Indian Journal of Ophthalmology (Jan 2022)
Outcomes and favourable prognostic factors in patients of phacomorphic and phacolytic glaucoma managed by manual small-incision cataract surgery: A retrospective study
Abstract
Purpose: To evaluate the outcomes and identify favorable prognostic factors in patients of phacomorphic (PMG) and phacolytic glaucoma (PLG) managed by manual small-incision cataract surgery (MSICS). Methods: The medical records of patients with PMG/PLG who had undergone MSICS in a tertiary eye hospital between September 2014 and August 2018 were retrospectively reviewed.

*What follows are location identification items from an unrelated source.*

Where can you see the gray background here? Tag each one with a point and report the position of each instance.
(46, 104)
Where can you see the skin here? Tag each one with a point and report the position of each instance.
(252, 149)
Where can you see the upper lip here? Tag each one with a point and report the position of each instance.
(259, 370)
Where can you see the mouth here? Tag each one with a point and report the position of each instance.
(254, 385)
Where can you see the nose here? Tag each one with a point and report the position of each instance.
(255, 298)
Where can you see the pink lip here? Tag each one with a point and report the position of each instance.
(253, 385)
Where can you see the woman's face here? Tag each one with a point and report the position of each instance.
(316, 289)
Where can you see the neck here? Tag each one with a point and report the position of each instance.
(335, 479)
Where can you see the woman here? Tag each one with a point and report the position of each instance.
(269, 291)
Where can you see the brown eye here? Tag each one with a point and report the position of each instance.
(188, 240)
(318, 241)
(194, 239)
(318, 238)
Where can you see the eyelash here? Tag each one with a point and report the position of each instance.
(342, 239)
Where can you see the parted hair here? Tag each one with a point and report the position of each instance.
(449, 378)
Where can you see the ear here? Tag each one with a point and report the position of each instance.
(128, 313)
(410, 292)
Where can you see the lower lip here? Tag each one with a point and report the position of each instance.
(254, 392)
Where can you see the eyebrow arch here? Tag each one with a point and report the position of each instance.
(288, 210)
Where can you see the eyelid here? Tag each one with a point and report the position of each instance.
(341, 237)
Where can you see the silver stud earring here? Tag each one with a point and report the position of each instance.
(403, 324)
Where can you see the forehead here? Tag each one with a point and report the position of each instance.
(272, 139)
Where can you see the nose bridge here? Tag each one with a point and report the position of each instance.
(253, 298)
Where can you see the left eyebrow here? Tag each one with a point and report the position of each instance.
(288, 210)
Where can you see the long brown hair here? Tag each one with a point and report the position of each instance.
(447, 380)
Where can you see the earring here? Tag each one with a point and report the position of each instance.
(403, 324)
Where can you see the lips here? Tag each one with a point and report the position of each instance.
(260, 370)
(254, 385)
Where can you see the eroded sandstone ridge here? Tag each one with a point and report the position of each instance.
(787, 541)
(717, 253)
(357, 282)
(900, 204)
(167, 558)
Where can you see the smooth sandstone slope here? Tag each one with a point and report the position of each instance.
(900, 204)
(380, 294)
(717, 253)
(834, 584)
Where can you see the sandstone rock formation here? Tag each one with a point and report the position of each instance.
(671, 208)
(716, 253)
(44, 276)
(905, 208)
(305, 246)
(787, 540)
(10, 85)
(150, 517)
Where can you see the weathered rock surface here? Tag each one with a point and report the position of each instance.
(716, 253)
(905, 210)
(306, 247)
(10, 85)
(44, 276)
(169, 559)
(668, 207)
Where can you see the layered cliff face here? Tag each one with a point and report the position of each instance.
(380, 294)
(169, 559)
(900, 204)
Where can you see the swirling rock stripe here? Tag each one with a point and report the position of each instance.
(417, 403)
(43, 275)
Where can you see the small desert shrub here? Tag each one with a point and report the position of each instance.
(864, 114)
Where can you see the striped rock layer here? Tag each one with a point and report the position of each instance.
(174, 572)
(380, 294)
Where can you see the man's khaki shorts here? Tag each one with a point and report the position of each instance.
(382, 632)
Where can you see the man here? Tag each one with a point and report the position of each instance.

Regression analyses were conducted to identify the predictors associated with intraoperative or postoperative complications and a favorable final outcome at 1 month, namely, a best-corrected visual acuity (BCVA) of 6/18 or better and an intraocular pressure (IOP) of <21 mm Hg. P < 0.05 was considered statistically significant. Results: The records of 209 patients with PMG and 279 patients with PLG were eligible for the review. The mean preoperative IOP for PMG and PLG were 43.15 ± 12.9 and 40.05 ± 12.0 mm Hg, respectively (P = 0.006). A younger age (<60 years) was associated with a lower risk of severe postoperative inflammation in both PMG and PLG [OR = 0.45 (0.21–0.99); P = 0.047 and OR = 0.44 (0.23–0.83); P = 0.011, respectively]. There was no significant difference in the final mean logMAR BCVA (P = 0.21) and IOP (P = 0.36) in the two groups. The likelihood of a final IOP of <21 mm Hg was significant for symptoms less than a week [OR = 3.52 (1.2–10.2); P = 0.02] in PMG and for absence of vitreous disturbance [OR = 35.0 (3.8–325.7); P = 0.002] in PLG. A BCVA of 6/18 or better was strongly associated with symptoms for less than a week [OR = 1.58 (1.0–2.4); P = 0.043] and absence of vitreous disturbance [OR = 23.53 (5.1–108.0); P < 0.001]. Conclusion: Early diagnosis and management can translate to good outcomes in PMG and PLG.